Bruce picks mostly everything by hand, which is a main tenet of the company’s dedication to wildcrafting and its “goods from the woods” motto. And he finds a wide variety of materials. Living Greens makes up to 14 different varieties of flower jellies, with the disclaimer that “all availability [is] contingent on Mother Nature,” according to the website. Some of the flower varieties include elderflower, dandelion petal, rose petal, sunflower petal, fireweed flower and more. That doesn’t even include the varieties of fruit, herb, evergreen and spice varieties.
Some of their particularly uncommon varieties include crabapple, wild staghorn sumac, red grape jalapeno, prickly pear cactus chili and serviceberry.
Living Greens makes both jams and jellies, and there’s actually a big difference in how they’re made. Jams – think strawberry or raspberry – are made by cooking the fruit with a small amount of water and sugar. The cooked fruit is pureed and then made into a jam. Jellies however, are made by boiling the ingredients in water, and then using the resulting “tea” to make the preserve. In Living Green’s situation, some wildflowers and herbs hold onto their seeds and can mess with the texture of the final product.
Historians have had a hard time pinpointing the exact origins of jam, but some of the earliest recorded recipes date back to the Ancient Romans, who improved on the Ancient Grecian method of preserving quince in honey by cooking the two ingredients together before storing. Early Middle Eastern cultures have also been credited with creating the earliest jams. Jellies didn’t come along until later, because it requires gelatin to set, and powdered gelatin wasn’t available until the 1600s.
Fruit preserve recipes came to the United States with the people who settled here, and the first Concord Grape jelly recipe was perfected in Concord, Massachusetts in 1853. The pioneers and early settlers of the West relied heavily on preserved foods, including jams and jellies.

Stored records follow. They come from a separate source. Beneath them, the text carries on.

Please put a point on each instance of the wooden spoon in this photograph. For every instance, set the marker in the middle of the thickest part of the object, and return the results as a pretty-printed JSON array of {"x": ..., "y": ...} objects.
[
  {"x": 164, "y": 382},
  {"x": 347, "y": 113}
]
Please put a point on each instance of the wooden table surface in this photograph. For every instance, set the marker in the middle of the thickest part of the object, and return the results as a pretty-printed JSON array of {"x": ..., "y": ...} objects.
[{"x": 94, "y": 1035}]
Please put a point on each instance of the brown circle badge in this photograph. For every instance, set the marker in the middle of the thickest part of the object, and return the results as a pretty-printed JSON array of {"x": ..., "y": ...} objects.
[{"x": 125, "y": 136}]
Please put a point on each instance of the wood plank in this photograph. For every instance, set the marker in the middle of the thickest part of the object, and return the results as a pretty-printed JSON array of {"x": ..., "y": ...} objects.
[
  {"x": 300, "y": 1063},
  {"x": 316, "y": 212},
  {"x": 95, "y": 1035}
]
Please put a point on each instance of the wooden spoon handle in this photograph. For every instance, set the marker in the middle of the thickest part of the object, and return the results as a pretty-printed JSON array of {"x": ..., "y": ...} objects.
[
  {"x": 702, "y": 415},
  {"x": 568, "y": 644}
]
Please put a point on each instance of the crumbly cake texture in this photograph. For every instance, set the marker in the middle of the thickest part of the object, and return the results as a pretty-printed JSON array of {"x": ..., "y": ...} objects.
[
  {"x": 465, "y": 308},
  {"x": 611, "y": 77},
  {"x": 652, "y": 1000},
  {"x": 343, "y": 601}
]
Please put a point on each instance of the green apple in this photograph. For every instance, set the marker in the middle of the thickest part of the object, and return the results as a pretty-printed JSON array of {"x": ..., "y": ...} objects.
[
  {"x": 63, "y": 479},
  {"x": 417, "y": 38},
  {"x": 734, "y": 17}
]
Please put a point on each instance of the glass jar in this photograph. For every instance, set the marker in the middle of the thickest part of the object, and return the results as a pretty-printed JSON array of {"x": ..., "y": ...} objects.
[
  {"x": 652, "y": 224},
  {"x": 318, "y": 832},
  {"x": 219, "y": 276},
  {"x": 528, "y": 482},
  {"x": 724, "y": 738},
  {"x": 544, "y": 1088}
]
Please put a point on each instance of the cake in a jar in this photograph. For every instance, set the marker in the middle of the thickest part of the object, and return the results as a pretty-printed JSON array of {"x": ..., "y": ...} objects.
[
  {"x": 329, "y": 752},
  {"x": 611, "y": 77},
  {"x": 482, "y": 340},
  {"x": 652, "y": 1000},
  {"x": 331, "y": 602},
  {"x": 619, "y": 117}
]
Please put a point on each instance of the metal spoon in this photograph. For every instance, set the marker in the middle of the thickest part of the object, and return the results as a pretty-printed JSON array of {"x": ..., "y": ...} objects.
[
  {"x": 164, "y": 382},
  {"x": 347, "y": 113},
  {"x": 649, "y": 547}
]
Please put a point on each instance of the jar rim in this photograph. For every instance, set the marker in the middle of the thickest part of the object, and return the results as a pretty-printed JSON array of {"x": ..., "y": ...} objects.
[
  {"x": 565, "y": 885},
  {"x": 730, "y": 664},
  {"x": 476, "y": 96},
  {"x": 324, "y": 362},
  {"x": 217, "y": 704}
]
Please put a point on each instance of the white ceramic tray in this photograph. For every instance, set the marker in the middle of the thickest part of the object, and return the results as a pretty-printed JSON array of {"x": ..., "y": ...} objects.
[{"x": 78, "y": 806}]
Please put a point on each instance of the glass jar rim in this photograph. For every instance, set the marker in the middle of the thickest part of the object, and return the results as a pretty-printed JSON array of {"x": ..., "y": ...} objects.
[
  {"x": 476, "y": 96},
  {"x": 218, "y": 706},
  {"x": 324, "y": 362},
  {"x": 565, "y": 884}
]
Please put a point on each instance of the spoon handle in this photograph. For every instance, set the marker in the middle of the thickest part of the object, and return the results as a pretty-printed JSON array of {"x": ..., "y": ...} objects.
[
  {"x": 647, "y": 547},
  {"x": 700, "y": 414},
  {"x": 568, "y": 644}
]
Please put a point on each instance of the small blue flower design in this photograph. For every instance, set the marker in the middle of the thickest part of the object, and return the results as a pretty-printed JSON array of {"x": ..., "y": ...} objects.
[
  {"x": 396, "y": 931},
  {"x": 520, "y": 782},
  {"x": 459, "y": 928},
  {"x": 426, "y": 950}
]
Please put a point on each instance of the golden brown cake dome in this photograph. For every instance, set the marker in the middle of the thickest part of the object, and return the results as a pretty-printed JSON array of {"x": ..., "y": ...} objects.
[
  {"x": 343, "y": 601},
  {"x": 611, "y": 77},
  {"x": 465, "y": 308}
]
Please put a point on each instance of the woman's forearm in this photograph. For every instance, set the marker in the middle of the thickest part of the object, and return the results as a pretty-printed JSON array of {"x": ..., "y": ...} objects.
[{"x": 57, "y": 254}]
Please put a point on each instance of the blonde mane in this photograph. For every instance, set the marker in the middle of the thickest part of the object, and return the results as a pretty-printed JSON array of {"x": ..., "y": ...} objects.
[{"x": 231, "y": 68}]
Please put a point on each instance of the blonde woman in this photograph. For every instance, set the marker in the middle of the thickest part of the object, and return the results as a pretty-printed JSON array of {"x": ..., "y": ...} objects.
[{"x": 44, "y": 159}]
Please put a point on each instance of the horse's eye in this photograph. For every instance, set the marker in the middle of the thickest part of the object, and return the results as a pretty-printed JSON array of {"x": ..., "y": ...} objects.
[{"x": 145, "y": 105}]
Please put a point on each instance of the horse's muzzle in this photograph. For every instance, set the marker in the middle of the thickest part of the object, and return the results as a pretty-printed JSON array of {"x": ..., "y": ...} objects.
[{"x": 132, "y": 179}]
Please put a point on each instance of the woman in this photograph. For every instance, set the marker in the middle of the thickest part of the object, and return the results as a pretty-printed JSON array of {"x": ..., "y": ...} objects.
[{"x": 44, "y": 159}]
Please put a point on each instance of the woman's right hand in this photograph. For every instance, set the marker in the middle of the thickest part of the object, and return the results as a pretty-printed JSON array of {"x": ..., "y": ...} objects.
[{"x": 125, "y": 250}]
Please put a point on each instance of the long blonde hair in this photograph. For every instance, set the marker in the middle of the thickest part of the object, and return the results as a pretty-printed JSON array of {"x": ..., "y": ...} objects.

Living Greens’ products can be used for much more than topping a slice of toast. Wendy recommends her customers try using it as a glaze for pork or chicken. Products can also be added to barbecue sauces, served as an ice cream topping, paired with cheese as an appetizer or snack, and many more options. Many of the wildflower varieties can also act as a vegan honey, and the taste is similar to bee honey.
In addition to the flagship preserves, Living Greens makes drinking vinegars, also called “shrubs.” Made primarily from wild fruit, these fruit-infused and sweetened vinegars date back to the 1700s and have made a comeback recently, most commonly in the form of Apple Cider Vinegar shots. Traditionally, pioneers drank it over ice after a hot work day. In addition to drinking it straight, it also makes a great mixer for cocktails, Wendy said.
“They’d be very happy to have fruit, and if it’s going bad then they’d pickle it. Then they’d flavor their water with it and then, ‘oh, this tastes pretty good with gin,’” she said.